Re: src/test/recovery regression failure on bionic

From: Tom Lane <tgl(at)sss(dot)pgh(dot)pa(dot)us>
To: Amit Kapila <amit(dot)kapila16(at)gmail(dot)com>
Cc: Christoph Berg <myon(at)debian(dot)org>, Andres Freund <andres(at)anarazel(dot)de>, PostgreSQL Hackers <pgsql-hackers(at)postgresql(dot)org>
Subject: Re: src/test/recovery regression failure on bionic
Date: 2020-01-08 22:31:06
Message-ID: 1462.1578522666@sss.pgh.pa.us
Views: Raw Message | Whole Thread | Download mbox | Resend email
Thread:
Lists: pgsql-committers pgsql-hackers

I wrote:
> This would happen if anything is causing the postmaster to have
> a few more open files than the test added by commit
> d207038053837ae9365df2776371632387f6f655 is allowing for. It's
> a test bug and nothing more.
> Why sidewinder is not showing this in HEAD too is an interesting
> question, but it isn't. However, it could be that on another
> platform (ie bionic) the problem does manifest in HEAD.
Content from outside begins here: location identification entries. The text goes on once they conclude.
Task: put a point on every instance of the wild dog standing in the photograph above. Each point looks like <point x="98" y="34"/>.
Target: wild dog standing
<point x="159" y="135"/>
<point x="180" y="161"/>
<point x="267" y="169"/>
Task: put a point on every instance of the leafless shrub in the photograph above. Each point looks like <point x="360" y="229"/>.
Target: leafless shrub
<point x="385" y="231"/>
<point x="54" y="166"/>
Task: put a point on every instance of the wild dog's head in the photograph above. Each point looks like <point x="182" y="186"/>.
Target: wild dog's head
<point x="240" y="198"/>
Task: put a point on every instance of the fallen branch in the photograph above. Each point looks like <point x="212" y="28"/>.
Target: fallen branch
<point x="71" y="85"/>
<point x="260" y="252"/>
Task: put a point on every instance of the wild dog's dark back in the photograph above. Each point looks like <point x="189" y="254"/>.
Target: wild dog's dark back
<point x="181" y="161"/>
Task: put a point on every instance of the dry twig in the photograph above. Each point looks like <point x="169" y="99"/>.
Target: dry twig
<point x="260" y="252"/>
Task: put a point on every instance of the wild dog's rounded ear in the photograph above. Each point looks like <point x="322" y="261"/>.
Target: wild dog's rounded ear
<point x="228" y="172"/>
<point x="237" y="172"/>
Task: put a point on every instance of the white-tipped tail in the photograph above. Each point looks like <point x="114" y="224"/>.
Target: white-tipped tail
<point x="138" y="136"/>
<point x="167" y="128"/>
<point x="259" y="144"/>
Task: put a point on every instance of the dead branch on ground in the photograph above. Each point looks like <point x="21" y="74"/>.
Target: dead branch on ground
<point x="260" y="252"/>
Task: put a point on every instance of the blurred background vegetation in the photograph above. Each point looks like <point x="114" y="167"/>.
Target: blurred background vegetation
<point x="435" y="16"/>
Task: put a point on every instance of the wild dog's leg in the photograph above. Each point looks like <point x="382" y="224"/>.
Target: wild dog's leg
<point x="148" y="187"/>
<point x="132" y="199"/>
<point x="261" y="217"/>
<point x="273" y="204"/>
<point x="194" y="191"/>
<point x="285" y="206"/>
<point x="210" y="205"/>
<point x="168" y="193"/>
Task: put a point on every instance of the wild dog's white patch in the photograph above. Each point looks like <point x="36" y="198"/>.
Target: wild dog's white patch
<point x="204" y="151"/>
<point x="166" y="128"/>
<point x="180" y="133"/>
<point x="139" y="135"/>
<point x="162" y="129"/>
I set up a NetBSD 7 installation locally, and while I have not
directly reproduced the failure, I believe I understand all the
components of it now.

(1) d20703805's test will clearly fall over if there are more than six
FDs open in the postmaster when set_max_safe_fds is called, because it
sets max_files_per_process = 26 while set_max_safe_fds requires at
least 20 usable FDs to be available.

(2) The postmaster's stdin/stdout/stderr will surely eat up three of
those.

(3) In HEAD, that's actually all the FDs there are normally, but in the
back branches there is one more (under the conditions of this test),
because in the back branches we open the postmaster's listen sockets
before we run set_max_safe_fds. (9a86f03b4 changed this.)
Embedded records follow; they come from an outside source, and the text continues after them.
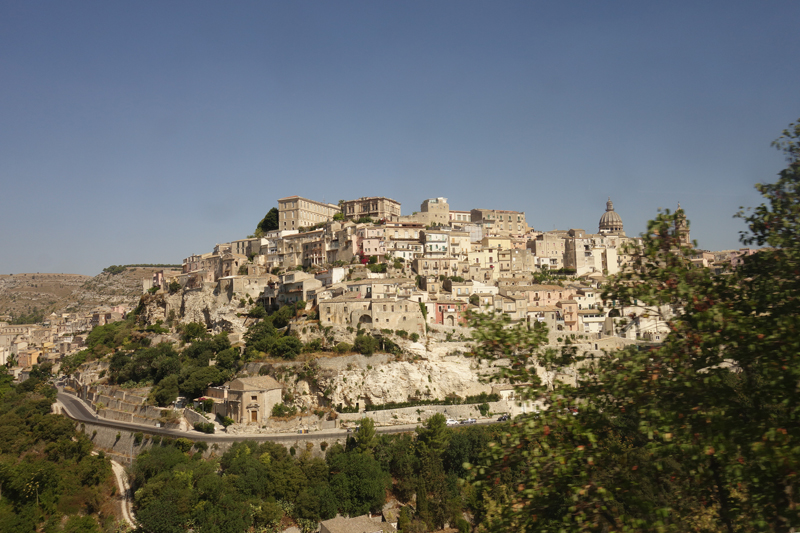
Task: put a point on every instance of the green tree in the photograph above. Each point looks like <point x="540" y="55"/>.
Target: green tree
<point x="358" y="483"/>
<point x="434" y="436"/>
<point x="192" y="331"/>
<point x="365" y="436"/>
<point x="365" y="344"/>
<point x="699" y="433"/>
<point x="269" y="222"/>
<point x="287" y="347"/>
(4) NetBSD 7.0's cron leaves three extra open FDs in processes that
it spawns. I have not looked into why, but I have experimentally
observed this. For example, lsof on a "sleep" launched from cron
shows

COMMAND PID USER FD TYPE DEVICE SIZE/OFF NODE NAME
sleep 7824 tgl cwd VDIR 0,0 512 795201 /home/tgl
sleep 7824 tgl txt VREG 0,0 10431 1613152 /bin/sleep
sleep 7824 tgl txt VREG 0,0 1616564 22726 /lib/libc.so.12.193.1
sleep 7824 tgl txt VREG 0,0 55295 22747 /lib/libgcc_s.so.1.0
sleep 7824 tgl txt VREG 0,0 187183 22762 /lib/libm.so.0.11
sleep 7824 tgl txt VREG 0,0 92195 1499524 /libexec/ld.elf_so
sleep 7824 tgl 0r PIPE 0xfffffe803131eb58 16384
sleep 7824 tgl 1w PIPE 0xfffffe8007ec4a30 0 ->0xfffffe800cc0d2c0
sleep 7824 tgl 2w PIPE 0xfffffe8007ec4a30 0 ->0xfffffe800cc0d2c0
sleep 7824 tgl 7u unknown file system type: 0
sleep 7824 tgl 8u unknown file system type: 0
sleep 7824 tgl 9w PIPE 0xfffffe80036c4dc0 0

while of course "sleep" launched by hand has only 0/1/2 open.

We may conclude that when the regression tests are launched from cron,
as would be typical for a buildfarm animal, HEAD has exactly zero FDs
to spare in this test, while the back branches are one FD underwater
and fail. This matches the observed results from sidewinder.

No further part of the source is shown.